The organization, known as “Mission Readiness” wants the Pentagon to help set up an interagency committee to address what it considers the nation’s military recruiting crisis.
They recently sent a letter to acting Secretary of Defense Christopher Miller, urging him to work with heads of other relevant federal departments and agencies to take a “holistic approach” to addressing issues ultimately impacting the ability of the military to recruit personnel.
According to the Department of Defense, 71 percent of young Americans are unable to serve in uniform, largely due to obesity, drug abuse, a poor education or a crime record.
“These factors largely fall outside of the Department of Defense’s purview but have an immense impact on the ability of the military to recruit new servicemembers as well as a significant monetary impact on the Department,” of Defense, retired Air Force Gen. William M. Fraser and retired Coast Guard Adm. James M. Loy wrote in their letter.

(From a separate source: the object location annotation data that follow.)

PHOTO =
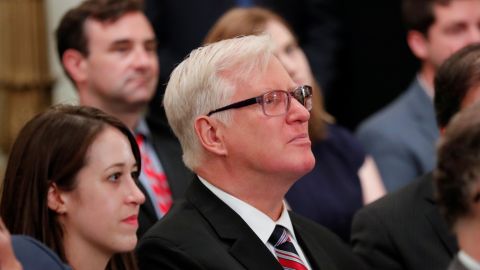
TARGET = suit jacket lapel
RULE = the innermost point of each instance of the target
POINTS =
(424, 111)
(245, 246)
(434, 217)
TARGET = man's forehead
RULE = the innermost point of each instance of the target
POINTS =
(129, 25)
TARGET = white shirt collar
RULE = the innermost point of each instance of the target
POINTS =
(259, 222)
(468, 261)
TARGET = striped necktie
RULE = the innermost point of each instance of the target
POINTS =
(284, 249)
(157, 180)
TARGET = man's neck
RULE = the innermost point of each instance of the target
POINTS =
(427, 75)
(265, 194)
(468, 236)
(129, 118)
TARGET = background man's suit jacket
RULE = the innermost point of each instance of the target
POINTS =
(456, 264)
(202, 232)
(169, 153)
(401, 137)
(404, 230)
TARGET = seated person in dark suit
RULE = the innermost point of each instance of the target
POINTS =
(243, 126)
(405, 230)
(457, 182)
(344, 177)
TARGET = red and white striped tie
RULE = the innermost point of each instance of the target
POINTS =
(285, 250)
(157, 180)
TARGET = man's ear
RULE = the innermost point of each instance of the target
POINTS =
(75, 64)
(418, 43)
(55, 200)
(209, 132)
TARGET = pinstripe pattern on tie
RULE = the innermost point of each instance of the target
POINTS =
(285, 250)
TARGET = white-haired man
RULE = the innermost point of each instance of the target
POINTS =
(242, 123)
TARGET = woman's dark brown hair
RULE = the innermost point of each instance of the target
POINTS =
(252, 21)
(51, 148)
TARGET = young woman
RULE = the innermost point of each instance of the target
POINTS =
(344, 177)
(70, 182)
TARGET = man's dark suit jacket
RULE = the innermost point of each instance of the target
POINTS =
(202, 232)
(404, 230)
(456, 264)
(169, 153)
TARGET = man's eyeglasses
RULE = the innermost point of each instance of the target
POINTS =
(276, 102)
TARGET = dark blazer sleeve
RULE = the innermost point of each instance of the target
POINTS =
(158, 253)
(34, 255)
(371, 241)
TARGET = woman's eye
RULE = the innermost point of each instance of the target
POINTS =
(135, 175)
(114, 177)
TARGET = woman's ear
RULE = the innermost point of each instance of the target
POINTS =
(55, 200)
(210, 135)
(418, 43)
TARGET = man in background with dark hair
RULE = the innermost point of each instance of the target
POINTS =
(457, 180)
(404, 230)
(401, 137)
(108, 50)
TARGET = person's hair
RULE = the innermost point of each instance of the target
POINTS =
(457, 176)
(206, 80)
(456, 76)
(70, 33)
(419, 15)
(51, 149)
(252, 21)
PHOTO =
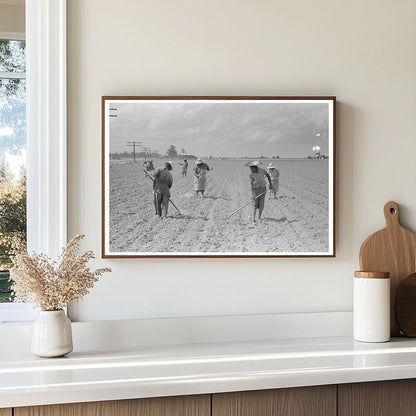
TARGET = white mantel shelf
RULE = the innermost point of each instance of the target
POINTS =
(151, 371)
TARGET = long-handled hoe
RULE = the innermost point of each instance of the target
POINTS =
(170, 200)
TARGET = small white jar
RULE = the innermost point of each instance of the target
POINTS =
(371, 309)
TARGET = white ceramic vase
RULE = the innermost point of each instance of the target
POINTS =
(52, 334)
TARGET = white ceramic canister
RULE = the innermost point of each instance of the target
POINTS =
(371, 309)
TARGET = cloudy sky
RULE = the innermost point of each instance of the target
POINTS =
(204, 128)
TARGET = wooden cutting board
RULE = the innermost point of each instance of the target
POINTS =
(393, 250)
(405, 306)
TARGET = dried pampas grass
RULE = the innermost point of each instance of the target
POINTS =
(53, 285)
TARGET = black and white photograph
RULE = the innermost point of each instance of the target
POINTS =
(218, 176)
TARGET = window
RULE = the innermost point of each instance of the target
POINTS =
(46, 134)
(12, 165)
(12, 154)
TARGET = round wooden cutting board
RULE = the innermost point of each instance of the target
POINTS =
(405, 305)
(393, 250)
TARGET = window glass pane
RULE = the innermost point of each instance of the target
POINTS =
(12, 160)
(12, 56)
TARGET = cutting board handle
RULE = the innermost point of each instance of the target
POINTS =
(391, 214)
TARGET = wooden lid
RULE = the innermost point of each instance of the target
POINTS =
(372, 275)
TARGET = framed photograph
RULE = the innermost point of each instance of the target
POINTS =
(218, 176)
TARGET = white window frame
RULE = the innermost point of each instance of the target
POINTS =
(46, 133)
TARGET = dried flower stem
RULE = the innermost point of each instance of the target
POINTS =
(53, 285)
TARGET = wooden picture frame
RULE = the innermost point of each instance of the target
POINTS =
(219, 218)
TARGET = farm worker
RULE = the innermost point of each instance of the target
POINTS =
(274, 175)
(163, 181)
(258, 186)
(148, 165)
(200, 176)
(184, 168)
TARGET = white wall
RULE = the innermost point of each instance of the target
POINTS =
(12, 18)
(361, 51)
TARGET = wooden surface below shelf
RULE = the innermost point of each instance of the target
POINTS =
(317, 401)
(162, 406)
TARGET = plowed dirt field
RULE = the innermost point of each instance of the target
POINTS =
(297, 221)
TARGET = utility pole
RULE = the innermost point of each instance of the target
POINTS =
(146, 149)
(134, 144)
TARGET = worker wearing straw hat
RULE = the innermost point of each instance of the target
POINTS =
(162, 183)
(258, 187)
(200, 176)
(274, 175)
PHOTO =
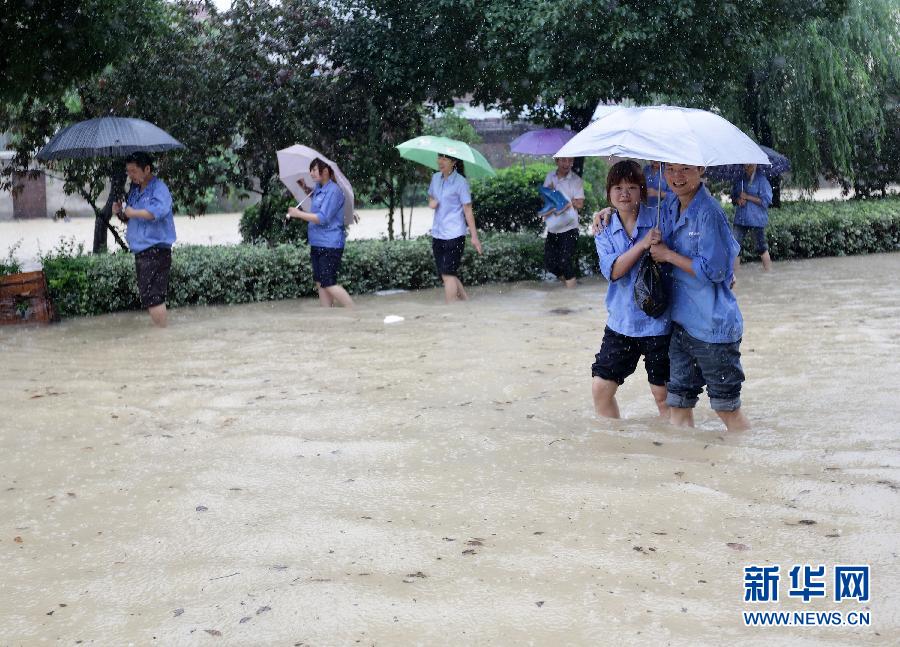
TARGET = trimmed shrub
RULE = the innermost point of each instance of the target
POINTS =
(808, 229)
(510, 201)
(264, 222)
(82, 284)
(10, 264)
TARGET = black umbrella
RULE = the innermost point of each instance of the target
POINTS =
(108, 137)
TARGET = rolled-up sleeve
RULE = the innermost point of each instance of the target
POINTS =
(765, 192)
(579, 190)
(329, 208)
(715, 254)
(606, 252)
(465, 196)
(433, 188)
(159, 202)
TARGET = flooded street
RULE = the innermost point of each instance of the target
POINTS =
(277, 473)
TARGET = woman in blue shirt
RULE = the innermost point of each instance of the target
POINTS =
(707, 323)
(657, 189)
(449, 196)
(752, 195)
(326, 234)
(630, 332)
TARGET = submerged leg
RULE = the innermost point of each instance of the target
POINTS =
(339, 294)
(325, 299)
(604, 392)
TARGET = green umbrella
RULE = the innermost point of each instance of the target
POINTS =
(425, 149)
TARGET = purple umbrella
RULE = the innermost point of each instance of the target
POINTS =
(541, 142)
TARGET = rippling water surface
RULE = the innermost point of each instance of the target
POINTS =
(277, 473)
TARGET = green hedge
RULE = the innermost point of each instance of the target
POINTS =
(264, 222)
(510, 201)
(88, 284)
(83, 284)
(840, 228)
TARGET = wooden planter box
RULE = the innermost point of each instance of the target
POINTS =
(24, 299)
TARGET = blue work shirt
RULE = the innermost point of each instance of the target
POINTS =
(328, 205)
(143, 234)
(451, 194)
(655, 180)
(702, 303)
(625, 317)
(752, 214)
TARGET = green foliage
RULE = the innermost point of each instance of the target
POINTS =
(510, 201)
(46, 45)
(10, 264)
(94, 284)
(839, 228)
(452, 124)
(264, 222)
(825, 93)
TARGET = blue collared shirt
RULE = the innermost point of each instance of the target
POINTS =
(451, 193)
(328, 205)
(752, 214)
(703, 304)
(655, 180)
(143, 234)
(625, 317)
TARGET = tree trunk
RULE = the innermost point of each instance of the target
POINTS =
(392, 203)
(401, 188)
(104, 215)
(579, 119)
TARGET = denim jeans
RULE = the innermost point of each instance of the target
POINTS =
(694, 364)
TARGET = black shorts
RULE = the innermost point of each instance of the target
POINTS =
(326, 263)
(619, 355)
(153, 265)
(559, 253)
(448, 254)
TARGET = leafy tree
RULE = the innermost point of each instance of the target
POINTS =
(826, 96)
(46, 45)
(450, 123)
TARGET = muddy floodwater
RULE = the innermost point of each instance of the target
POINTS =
(280, 474)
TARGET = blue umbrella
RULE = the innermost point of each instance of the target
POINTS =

“Without coordinated actions, these trends pose a significant threat to the future of the all volunteer force,” they wrote.
The group of retired generals and admirals said an interagency advisory committee — made up of executive branch departments such as Justice, Education and Agriculture — could create a long-term strategy to address the issue and ensure more young Americans are able to join the military.
“We believe this is a critical step to the sustainability of the all-volunteer force and critical for our future strength and national security,” Gen. Fraser and Adm. Loy wrote in their letter.